NHS funding is an issue that’s rarely out of the headlines these days, and any good medical student should have a basic understanding of the issues at play, it’s always good interview fodder if nothing else.
The NHS is operating on a deficit of over £2 billion, and has a budget of over £100 billion. That gap in funding leads to all sorts of issues; doctors and nurses have to work longer hours to fill in gaps in rotas and potentially putting patients at risk, there’s a shortage of qualified professionals, and the incentive to enter the industry is being destroyed thanks to the scrapping of various grants that used to be available. Those grants are being scrapped, and salaries are being frozen in order to reduce the operating loss of the NHS.
But why is there a funding gap? Here a lot of rhetoric is being thrown around, and it’s multifaceted, so the importance of individual factors is often skewed to serve a political agenda.
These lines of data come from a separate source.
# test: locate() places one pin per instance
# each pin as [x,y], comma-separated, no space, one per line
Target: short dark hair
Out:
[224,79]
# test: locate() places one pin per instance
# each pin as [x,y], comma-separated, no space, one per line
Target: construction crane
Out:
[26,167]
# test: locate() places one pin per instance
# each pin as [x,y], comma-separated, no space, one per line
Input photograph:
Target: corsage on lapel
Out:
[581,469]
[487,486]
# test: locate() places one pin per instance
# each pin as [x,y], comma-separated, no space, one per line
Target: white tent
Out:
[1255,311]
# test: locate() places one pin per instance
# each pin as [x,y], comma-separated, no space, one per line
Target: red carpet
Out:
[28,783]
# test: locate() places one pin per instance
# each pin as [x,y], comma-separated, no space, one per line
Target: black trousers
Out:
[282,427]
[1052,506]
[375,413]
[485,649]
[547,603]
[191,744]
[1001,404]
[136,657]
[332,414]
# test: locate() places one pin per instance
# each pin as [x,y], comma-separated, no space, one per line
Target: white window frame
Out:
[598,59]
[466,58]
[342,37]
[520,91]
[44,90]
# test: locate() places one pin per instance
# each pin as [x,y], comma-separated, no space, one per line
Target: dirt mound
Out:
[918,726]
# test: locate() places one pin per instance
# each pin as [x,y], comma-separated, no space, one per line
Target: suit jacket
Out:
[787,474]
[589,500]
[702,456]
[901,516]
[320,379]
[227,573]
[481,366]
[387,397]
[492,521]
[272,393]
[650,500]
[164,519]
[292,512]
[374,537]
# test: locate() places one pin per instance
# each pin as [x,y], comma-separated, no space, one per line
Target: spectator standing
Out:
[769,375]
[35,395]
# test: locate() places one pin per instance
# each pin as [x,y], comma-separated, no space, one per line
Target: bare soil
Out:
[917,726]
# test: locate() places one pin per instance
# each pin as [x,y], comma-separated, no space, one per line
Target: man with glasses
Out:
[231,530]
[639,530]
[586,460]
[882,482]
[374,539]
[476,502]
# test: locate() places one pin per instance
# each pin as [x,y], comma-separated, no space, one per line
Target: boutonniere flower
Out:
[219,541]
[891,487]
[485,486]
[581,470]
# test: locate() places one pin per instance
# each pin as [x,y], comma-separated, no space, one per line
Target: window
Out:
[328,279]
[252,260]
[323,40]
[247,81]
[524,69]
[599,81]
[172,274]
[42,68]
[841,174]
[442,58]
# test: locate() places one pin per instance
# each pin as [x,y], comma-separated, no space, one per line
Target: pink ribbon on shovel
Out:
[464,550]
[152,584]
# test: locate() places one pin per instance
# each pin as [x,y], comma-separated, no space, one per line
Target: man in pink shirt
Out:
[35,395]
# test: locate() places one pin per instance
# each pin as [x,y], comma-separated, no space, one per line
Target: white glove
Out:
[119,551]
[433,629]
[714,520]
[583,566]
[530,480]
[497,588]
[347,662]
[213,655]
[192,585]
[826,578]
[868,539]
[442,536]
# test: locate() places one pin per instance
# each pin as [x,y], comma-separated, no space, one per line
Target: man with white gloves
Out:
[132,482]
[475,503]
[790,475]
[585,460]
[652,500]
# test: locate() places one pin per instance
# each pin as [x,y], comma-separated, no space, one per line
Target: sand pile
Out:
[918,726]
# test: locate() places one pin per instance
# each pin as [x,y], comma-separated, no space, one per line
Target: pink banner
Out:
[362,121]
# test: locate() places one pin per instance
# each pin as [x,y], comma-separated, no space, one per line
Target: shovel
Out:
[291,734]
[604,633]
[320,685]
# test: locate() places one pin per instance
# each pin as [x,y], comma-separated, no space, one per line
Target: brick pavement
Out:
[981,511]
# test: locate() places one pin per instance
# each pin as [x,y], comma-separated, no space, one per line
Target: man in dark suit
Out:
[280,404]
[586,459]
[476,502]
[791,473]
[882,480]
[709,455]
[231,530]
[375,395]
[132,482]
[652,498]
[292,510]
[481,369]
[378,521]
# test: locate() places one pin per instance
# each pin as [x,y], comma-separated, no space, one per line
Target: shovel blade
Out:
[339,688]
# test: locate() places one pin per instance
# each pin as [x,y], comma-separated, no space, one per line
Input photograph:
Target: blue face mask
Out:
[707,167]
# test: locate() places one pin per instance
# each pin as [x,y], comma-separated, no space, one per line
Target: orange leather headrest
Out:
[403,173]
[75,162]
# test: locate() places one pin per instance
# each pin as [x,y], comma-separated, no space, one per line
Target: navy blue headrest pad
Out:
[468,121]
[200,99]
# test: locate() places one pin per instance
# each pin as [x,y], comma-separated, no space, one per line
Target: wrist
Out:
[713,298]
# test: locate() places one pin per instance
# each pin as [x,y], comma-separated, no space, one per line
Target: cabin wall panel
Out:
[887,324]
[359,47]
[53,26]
It’s best to try and remain as non-partisan as possible.
One of the key issues facing the NHS is the ageing and growing population and the move away from treatment of infectious diseases with true cures like measles, mumps and the like to more long term complex conditions like diabetes, obesity and cardiovascular diseases. Treatment for diabetes and its associated symptoms arguably consume up to 20% of NHS funding. These problems are arguably a result of our previous success – we got so good at treating infectious diseases and childhood ailments, that those people who would have died from those conditions are now alive and taking up resources. Some people argue that immigration is also adding to the stress, but others argue that this isn’t as big of a deal as the aging population and the idea is being used as more of a political football – after all, a young economic migrant consumes far fewer (if any) NHS resources compared to an 80-year-old and their associated problems. It’s undeniable that a growing population is a big challenge for the NHS, but to blame that largely on immigration is perhaps misplaced at best.
A lot of other perhaps smaller factors play into this deficit too. Some of it comes down to the huge overhead within the NHS. It’s a big machine that employs a large number of people. Anybody who’s worked in the NHS will tell you, there’s a lot of bureaucracy in it, with multiple layers of management. A great deal of this may be seen as redundant or arguably a necessary evil to deal with the large workload, and overhauling the entire system also comes at a cost. On top of that is the issue of people arguably overusing the service, and one way of tackling that is to charge people a nominal fee, but that arguably goes against what the NHS stands for, and opens up an entirely different kettle of fish. Clearly, there’s no one isolated issue at play here.